Hence, LeCun said, the LLMs "generate text that sounds fine, grammatically, semantically, but they don't really have some sort of objective other than just satisfying statistical consistency with the prompt."
You can observe this by asking ChatGPT about yourself. It usually gets my personal details more or less right, but most recently it said I'd worked at the New York Times (nope) and PC Magazine (sorry, no) and had won the 2019 Jesse H. Neal Award for Best News Coverage, a real award that I'd never heard of.
While amusing, AI hallucinations may have harmful side effects. Invicti researchers recently asked ChatGPT to craft some JSON code and watched the AI reach out to three libraries in online code repositories — except those three libraries didn't exist.

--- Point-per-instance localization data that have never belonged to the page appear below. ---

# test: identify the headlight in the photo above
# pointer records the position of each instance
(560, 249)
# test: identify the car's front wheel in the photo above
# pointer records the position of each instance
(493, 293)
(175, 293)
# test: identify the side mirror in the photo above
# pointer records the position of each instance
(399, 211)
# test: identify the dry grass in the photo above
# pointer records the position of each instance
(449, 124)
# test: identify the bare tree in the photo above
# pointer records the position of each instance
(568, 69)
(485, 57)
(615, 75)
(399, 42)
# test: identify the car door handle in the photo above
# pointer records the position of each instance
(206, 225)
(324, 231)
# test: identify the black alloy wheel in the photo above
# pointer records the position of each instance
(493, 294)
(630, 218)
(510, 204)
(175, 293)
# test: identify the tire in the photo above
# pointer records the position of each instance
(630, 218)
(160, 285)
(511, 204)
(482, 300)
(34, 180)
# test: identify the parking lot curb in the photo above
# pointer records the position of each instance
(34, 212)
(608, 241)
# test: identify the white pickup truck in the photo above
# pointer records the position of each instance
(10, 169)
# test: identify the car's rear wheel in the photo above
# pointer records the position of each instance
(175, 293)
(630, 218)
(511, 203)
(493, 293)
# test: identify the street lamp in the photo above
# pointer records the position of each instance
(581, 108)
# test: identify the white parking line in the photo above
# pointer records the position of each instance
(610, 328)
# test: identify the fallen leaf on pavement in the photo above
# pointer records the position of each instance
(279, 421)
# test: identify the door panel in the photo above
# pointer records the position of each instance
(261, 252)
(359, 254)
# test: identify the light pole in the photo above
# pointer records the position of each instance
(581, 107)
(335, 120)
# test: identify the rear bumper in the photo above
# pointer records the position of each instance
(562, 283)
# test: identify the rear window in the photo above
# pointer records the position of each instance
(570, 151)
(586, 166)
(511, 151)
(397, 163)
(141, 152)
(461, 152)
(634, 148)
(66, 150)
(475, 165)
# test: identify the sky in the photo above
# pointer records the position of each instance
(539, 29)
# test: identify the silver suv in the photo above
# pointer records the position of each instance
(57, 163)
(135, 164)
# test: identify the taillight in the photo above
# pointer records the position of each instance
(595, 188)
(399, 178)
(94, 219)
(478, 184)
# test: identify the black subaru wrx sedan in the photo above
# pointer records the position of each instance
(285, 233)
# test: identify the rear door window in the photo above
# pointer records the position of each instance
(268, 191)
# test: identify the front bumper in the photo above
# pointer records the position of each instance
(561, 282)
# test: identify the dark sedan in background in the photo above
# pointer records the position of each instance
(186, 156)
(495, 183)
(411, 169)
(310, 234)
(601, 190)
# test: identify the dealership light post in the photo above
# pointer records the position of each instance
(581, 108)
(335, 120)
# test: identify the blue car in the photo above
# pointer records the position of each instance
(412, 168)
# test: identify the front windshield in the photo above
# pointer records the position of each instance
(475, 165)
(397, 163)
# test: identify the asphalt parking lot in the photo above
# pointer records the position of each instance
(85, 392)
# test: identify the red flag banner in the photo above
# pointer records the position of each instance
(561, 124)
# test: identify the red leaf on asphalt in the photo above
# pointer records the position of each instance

The researchers then created a library of the same name and location as one of the fictional three, just to see if ChatGPT might try to pull code from it for other users' projects. Sure enough, the Invicti researchers saw several hits over the following days.
The "fake" library held nothing but nonsense code. But an attacker could have used the suddenly real library to inject malware into unsuspecting ChatGPT users' coding projects, a method that the Invicti team calls "hallucination squatting."
"We've never seen that before," Invicti's Frank Catucci said during the SC Magazine webinar. "We had a library recommended that did not exist and we were able to create one and find hits and traffic being directed to it, obviously with benign code, but it could have very well been malicious."
ChatGPT and GitHub Copilot are currently in the process of transitioning from the GPT-3.5 model to the newer GPT-4 model, with paid ChatGPT users getting first crack.
"The original ChatGPT wasn't great, but GPT-4 is really good at actually producing code that works," Richard Batt, an AI consultant in Middlesbrough, England, told us.
The new model may resolve many of the above issues, or it may amplify them. We'll get a better idea over the next few months whether LLM AIs are getting better or worse.